Hallo Experten,
mal angenommen ein unverheiratetes Paar trennt sich, die Kinder leben bei der Mutter, sind aber in der privaten Krankenversicherung des Vaters mitversichert.
Mutter heiratet wieder und der Vater der Kinder stirbt.
Können die Kinder nun in der gesetzlichen Krankenversicherung des Ehemanns der Mutter Familienversichert werden?

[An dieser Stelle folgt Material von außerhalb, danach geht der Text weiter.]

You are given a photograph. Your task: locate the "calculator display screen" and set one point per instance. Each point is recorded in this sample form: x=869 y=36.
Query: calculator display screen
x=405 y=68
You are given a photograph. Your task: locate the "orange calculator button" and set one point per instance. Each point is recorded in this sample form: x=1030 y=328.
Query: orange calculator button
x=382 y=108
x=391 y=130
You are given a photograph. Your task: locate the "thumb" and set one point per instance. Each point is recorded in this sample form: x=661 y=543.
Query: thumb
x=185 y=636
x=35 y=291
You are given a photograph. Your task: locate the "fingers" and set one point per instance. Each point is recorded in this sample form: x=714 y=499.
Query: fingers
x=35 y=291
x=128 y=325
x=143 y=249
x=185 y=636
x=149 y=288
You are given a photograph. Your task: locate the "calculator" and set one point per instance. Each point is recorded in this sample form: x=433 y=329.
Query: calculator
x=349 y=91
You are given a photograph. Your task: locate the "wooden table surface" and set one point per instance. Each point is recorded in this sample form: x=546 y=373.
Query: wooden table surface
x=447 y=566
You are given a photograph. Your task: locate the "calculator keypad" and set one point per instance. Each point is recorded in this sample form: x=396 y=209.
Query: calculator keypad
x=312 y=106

Danke für die Antworten und liebe Grüße
Bastett
Hallo,
Rentenbeginn der Kinder bei Tod des Vaters - Halbweisenrente - dann gilt 90% der 2ten Hälfte des Erwerbslebens gesetzlich pflichtversichert begründet KVdR! - also eher Nein! - aber Zuschuss BfA zur PKV.
Kein rentenanspruch - kein Einkommen - dann ja! Außer LV und Auszahlung - Zinseinnahmen über Grenze - dann kein Anspruch!
Also mir ist die Frage zu pauschal - da könnte man wieder einen Roman schreiben.
Das muss man genau analysieren, wer wann welche Ansprüche an wen hat!
Thorulf Müller
Honorarberater
CreInPhan
[email protected]
Hallo,
wenn die Rente der Kinder 345,00 € nicht übersteigt, haben die
Kinder Anspruch auf kostenlose Familienversicherung bei der Mutter.
Es ist sowieso seltsam, dass die Kinder überhaupt in der PKV waren -
normalerweise „zählt“ der Vater im sozialversicherungsrechtlichen
Sinne nicht, wenn keine Ehe vorlag. Demnach hätten die Kinder eigentlich
immer kostenfrei bei der Mutter mitversichert werden können.
Das mit dem Familienhilfeanspruch hängt grundsätzlich immer mit
der Höhe des Einkommens oder mit einer vorrangigen Versicherungspflicht
zusammen - Beispiele:
- Rente (ohne Versicherungspflicht) 300,00 € - Fam.-Vers.: ja
- Rente (mit " " ) 300,00 € - Fam.-Vers.: nein
- Azubi 300,00 € - Fam.-Vers. : nein
usw.
Gruss
Günter Czauderna
Mutter war/ist in einer PKV
Hallo,
Rentenbeginn der Kinder bei Tod des Vaters - Halbweisenrente -
dann gilt 90% der 2ten Hälfte des Erwerbslebens gesetzlich
pflichtversichert begründet KVdR! - also eher Nein! - aber
Zuschuss BfA zur PKV.
Kein rentenanspruch - kein Einkommen - dann ja! Außer LV und
Auszahlung - Zinseinnahmen über Grenze - dann kein Anspruch!
Danke für die Antworten, die wieder zu mehr Fragen führen,
Die Mutter wäre in eine PKV, der jetzige Ehemann allerdings in der GKV.
Deshalb die Frage, ob die Kinder, nun in die GKV vom Ehemann der Mutter, (Jetzt Stiefvater) aufgenommen werden können oder nicht.
Was für ein Rentenanspruch könnte betehen? Was hat das mit der KV zu tun? Der Vater war nie Rentenversichert.
Danke nochmals
Bastett
Hallo,
jetzt wird es aber etwas nervig. Was war denn nun und weshalb hatte der Vater keinen Rentenanspruch.
man kann solch komplexen Fragen nicht vereinfacht stellen.
Das ist klassisch ein Fall für Beratung!
Wann hat wer was gemacht und welche Ansprüche hat er erworben!! Das müsste ersteinmal auf den Tisch und dann kann man eine vernünftige Antwort geben.
Wenn der Steifvater in GKV und die leibliche Mutter in PKV, dann kein Anspruch auf fam.Vers. - außer bei Adoption und dann nur wenn alle anderen Voraussetzungen (Einkommen) erfüllt!
Viele Grüße
Thorulf Müller
[email protected]
Hallo,
wenn der Vater in der GKV war und die Kinder dort mitversichert waren,
der Vater dann stirbt, dann haben die Kinder ein Beitrittsrecht
zur GKV.
Gruss
Günter Czauderna
PS: Im übrigen gebe ich Thorulf recht !!